With trade disputes mounting between the European Union and China, NH Investment & Securities pointed out that the former’s import tariff increase or import regulations against the latter may adversely affect the South Korean stock market.
“In that case, China will impose retaliatory tariffs and the tariffs will deteriorate the global value chain and result in a decrease in global trade volume to have a negative impact on the South Korean stock market,” it explained.
“Still, extreme trade disputes between the European Union and China are rather unlikely because China is currently the largest trade partner for the European Union accounting for 16 percent of its total trade,” it went on to say, continuing, “The disputes are harmful to both sides and are likely to lead to a stronger U.S. dollar vis-à-vis euro and yuan.” It added that both sides are unlikely to make a decision disadvantageous for themselves and advantageous for the United States from the disputes that started between the United States and China.

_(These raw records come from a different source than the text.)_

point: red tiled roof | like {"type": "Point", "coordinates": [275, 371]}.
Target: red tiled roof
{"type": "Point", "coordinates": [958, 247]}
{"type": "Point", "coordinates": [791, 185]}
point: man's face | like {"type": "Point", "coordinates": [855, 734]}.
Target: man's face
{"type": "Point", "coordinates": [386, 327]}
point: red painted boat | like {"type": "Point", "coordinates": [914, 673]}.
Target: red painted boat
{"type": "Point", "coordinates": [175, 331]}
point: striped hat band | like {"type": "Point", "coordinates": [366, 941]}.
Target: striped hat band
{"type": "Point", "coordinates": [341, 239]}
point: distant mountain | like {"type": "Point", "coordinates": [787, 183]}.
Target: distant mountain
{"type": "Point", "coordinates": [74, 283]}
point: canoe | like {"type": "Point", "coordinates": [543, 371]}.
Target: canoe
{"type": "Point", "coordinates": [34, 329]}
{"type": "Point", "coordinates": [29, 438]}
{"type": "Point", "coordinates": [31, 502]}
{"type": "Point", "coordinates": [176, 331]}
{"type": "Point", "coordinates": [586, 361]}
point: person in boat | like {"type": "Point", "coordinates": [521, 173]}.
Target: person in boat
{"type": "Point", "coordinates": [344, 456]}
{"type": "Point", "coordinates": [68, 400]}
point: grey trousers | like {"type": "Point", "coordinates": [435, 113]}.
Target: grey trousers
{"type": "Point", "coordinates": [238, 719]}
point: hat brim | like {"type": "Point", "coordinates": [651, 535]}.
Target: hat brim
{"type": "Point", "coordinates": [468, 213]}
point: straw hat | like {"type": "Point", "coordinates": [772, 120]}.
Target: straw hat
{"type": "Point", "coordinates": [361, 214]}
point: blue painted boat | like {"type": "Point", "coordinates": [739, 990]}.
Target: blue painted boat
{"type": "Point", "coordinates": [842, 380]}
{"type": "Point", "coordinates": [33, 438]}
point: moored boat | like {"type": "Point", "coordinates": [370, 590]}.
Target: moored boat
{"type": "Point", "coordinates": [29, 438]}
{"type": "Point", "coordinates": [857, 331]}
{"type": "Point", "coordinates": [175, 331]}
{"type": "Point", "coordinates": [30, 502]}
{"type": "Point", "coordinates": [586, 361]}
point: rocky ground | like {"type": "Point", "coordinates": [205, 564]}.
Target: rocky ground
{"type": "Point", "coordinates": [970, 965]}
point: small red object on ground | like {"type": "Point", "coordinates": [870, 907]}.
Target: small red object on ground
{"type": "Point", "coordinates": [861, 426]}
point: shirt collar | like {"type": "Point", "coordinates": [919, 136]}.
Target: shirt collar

“The European Union is likely to delay its investment treaty ratification with regard to the Uyghur issues,” it also said. The European Union and China signed their comprehensive agreement on investment late last year and the European Parliament is yet to ratify the agreement. Although details of the agreement are yet to be announced, the main purpose of it is to increase European companies’ accessibility to the Chinese market. “The European Union may utilize the delay related to the human rights issues for better relations with the United States and less internal complaints,” it said.